Cuando una persona ha superado esta prueba, la sincronía jalona la transición que separa la mera atracción del deseo romántico. El bienestar generado por esta conexión se pone de manifiesto —tanto en el caso de los bebés como en el de los adultos— en las miradas, mimos y arrumacos que reflejan su proximidad. Durante esta fase, los amantes regresan a un estadio infantil en el que no faltan los diminutivos, las palabras infantiles, los nombres privados, los susurros y las caricias. Esta intimidad física jalona el punto en el que cada uno de ellos se convierte —en un eco procedente también de la infancia— en una especie de fundamento seguro para el otro.

A decir verdad, el cortejo puede ser tan tormentoso para los adultos como las rabietas para los niños, no en vano los niños son tan egocéntricos como pueden serlo los amantes. Y esta pauta general se adapta también a las distintas modalidades de riesgo y ansiedad que pueda experimentar una pareja, desde el romance en tiempos de guerra y los “amores prohibidos” hasta las mujeres que se enamoran de hombres “peligrosos”. Tal vez esto explique por qué, en algunos casos, el enamoramiento se asemeja más a la adicción que a los juegos de la infancia.

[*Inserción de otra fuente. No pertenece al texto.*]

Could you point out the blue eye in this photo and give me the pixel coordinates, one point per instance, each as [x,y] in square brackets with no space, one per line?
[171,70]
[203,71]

El neurocientífico Jaak Panksepp sostiene la hipótesis de que, cuando una pareja se enamora, sus integrantes se convierten, de algún modo, en adictos el uno del otro. La investigación realizada por Panksepp ha puesto de relieve la existencia de un correlato neuronal entre la dinámica de la adicción a los opiáceos y la dependencia de las personas con las que experimentamos los apegos más intensos. Todas las relaciones interpersonales positivas, en su opinión, deben parte de su placer al sistema de los opiáceos, es decir, a los mismos circuitos que nos mantienen atados a la heroína y otras sustancias adictivas.